When asked specifically for the reasoning behind the change in endpoint from 2018’s mortality to 2020’s amputation-free survival, Dr. Spiliopoulos reiterated the differences and respective clinical needs of the populations being studied. “Amputation-free survival is the relevant safety and efficacy endpoint in a CLI population,” he affirmed. “The main clinical issue here is how many patients are alive and not amputated. Notably, the significant difference in amputation-free survival noted in the paclitaxel-coated balloon group was driven by an increased rate of both major amputation (OR, 1.63; P = .09) and all-cause death (OR, 1.39; P = .10).”
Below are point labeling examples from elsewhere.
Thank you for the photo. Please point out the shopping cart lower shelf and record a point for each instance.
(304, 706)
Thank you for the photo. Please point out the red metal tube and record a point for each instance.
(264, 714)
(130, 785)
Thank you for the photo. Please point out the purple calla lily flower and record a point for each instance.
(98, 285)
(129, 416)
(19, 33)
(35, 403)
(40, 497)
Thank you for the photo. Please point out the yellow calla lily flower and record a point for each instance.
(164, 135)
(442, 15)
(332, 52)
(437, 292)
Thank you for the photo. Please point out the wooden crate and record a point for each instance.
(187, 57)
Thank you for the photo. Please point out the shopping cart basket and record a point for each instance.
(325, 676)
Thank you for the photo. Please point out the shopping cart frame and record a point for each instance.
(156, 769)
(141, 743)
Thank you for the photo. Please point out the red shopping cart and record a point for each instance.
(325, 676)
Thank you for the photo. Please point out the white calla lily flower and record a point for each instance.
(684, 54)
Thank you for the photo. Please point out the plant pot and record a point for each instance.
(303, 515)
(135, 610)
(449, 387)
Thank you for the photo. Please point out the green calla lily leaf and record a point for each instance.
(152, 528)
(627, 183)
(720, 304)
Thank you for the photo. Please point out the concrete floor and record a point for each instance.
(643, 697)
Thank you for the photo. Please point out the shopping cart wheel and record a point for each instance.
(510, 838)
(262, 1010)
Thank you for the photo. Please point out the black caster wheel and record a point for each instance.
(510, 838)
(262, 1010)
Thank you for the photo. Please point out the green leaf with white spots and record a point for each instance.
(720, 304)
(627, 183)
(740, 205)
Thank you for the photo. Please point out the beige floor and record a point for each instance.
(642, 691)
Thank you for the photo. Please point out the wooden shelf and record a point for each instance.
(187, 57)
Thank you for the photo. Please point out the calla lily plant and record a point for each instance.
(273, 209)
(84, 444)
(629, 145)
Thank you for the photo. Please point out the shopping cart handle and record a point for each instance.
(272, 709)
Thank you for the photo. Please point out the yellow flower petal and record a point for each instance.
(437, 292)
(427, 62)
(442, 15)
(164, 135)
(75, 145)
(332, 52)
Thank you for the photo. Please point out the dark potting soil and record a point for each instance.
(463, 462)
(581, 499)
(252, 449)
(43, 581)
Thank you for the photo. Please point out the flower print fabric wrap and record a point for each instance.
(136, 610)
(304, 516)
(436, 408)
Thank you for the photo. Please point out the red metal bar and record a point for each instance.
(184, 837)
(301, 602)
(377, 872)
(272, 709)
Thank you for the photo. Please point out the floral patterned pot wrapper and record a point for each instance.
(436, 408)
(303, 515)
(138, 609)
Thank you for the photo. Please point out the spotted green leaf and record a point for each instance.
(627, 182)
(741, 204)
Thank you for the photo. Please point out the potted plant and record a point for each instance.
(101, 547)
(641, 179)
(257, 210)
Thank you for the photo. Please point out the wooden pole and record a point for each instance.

Although seemingly in agreement regarding the disparate presentations and needs of the two populations, Dr. Gray came to a different conclusion. “From a larger perspective, the CLI population is generally an in-need population—one in which the mortality rates are high and need for reintervention is frequent,” he said. “Any amputation-free survival issues related to the use of devices would need to be based on rock solid data, which this is far from.”
Duration of Follow-Up
As previously mentioned, three of the eight included trials had follow-up of only 6 months, whereas the other five trials reported 12-month data. The safety finding occurring at this interval is in contrast to the SFA meta-analysis, wherein the mortality signal was observed at later follow-up but was not present at 1 year. On this point, Dr. Gray felt strongly that the disparity between the timing of the findings of the two studies affects the ability to posit a common biologic mechanism.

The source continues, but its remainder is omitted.